Martha Marcy May Marlene

(MA) Fox DVD/BD

This is one of those indie films that has a kind of slow burn intensity that sets your teeth on edge.

It begins in silence as men, then women, separately eat at a table. The silence becomes unbearable as you realise slowly that these young men and women are part of a cult.

But the scene is calm, serene. The women languish, the early scenes almost bucolic.

Martha (Elizabeth Olsen) lives on this “farm” in upstate New York. But nothing is reaped or sown on this farm it seems except the lives of its uncomplaining fragile and abused inhabitants.

Even as Martha leaves quietly in a dawn escape from her “family”, the foreboding begins to permeate every frame. She hides as they look for her, finally able to ring her sister at a nearby payphone to escape.

Martha moves in with her sister Lucy and her husband Ted. At first she is glad to be free but then keeps remembering what happened at the farm.

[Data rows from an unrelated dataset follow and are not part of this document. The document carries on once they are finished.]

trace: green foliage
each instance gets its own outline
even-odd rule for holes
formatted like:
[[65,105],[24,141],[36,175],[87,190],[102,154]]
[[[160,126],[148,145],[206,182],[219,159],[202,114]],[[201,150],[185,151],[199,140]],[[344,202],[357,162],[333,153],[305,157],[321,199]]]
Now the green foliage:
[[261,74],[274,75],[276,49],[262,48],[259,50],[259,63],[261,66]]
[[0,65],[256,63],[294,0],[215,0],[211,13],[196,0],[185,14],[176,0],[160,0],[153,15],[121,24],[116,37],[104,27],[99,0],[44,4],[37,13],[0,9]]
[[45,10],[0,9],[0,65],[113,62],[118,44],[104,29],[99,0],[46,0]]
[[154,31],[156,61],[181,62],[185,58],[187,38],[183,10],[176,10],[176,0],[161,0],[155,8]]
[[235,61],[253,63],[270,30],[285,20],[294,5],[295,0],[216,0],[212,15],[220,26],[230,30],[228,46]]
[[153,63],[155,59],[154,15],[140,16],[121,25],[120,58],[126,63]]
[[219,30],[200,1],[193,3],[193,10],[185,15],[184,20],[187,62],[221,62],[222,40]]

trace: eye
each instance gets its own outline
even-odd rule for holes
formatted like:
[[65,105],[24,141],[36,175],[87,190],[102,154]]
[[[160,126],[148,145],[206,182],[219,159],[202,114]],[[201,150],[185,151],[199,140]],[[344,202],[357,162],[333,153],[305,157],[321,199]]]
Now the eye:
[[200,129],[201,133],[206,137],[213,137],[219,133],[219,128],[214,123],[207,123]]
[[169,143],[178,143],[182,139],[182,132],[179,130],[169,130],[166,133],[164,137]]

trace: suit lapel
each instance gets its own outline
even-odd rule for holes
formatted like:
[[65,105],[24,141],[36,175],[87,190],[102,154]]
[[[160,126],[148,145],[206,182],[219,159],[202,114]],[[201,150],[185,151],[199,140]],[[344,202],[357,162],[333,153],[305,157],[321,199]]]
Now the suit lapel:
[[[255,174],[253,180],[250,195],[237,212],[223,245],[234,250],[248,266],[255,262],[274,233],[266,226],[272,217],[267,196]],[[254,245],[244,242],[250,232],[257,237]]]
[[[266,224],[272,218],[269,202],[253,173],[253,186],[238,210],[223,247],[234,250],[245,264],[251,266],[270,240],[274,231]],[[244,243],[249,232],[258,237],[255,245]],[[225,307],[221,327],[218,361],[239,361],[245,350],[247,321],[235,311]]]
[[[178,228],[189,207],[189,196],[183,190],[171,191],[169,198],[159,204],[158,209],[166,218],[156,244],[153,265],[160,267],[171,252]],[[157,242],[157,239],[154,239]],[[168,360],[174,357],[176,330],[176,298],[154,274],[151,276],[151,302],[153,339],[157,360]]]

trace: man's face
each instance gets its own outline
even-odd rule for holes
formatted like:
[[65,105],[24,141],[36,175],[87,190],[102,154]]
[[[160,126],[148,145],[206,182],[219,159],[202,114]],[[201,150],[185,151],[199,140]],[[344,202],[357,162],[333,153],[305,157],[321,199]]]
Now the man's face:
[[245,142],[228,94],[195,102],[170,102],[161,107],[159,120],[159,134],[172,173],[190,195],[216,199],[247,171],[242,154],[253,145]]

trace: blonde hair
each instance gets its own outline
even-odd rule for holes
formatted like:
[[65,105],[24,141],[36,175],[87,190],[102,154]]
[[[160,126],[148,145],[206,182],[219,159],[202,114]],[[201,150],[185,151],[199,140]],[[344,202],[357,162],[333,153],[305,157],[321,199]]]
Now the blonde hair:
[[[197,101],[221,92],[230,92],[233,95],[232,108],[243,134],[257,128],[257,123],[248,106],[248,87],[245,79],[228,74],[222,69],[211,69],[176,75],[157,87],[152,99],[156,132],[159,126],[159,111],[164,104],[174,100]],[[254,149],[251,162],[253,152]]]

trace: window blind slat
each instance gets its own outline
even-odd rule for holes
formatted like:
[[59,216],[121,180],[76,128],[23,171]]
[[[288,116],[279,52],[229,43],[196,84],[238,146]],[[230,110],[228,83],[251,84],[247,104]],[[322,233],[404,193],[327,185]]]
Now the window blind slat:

Slowly, shocking details are revealed in flashback and the true horror of the abuse becomes apparent. Then, as Martha begins to lapse into behaviours she has marked on her from time spent in the presence of Patrick, the cult leader, her mere presence brings problems into Lucy and Ted’s home.

In these scenes the film navigates Martha’s emotional scars and brings into sharp focus the nature of her abuse in Patrick’s hands.

This isn’t a film you watch for entertainment; it is a pagan parable that doesn’t use gimmicky special effects, jump cuts or gore to bring home its salient points about the evil that lurks among us.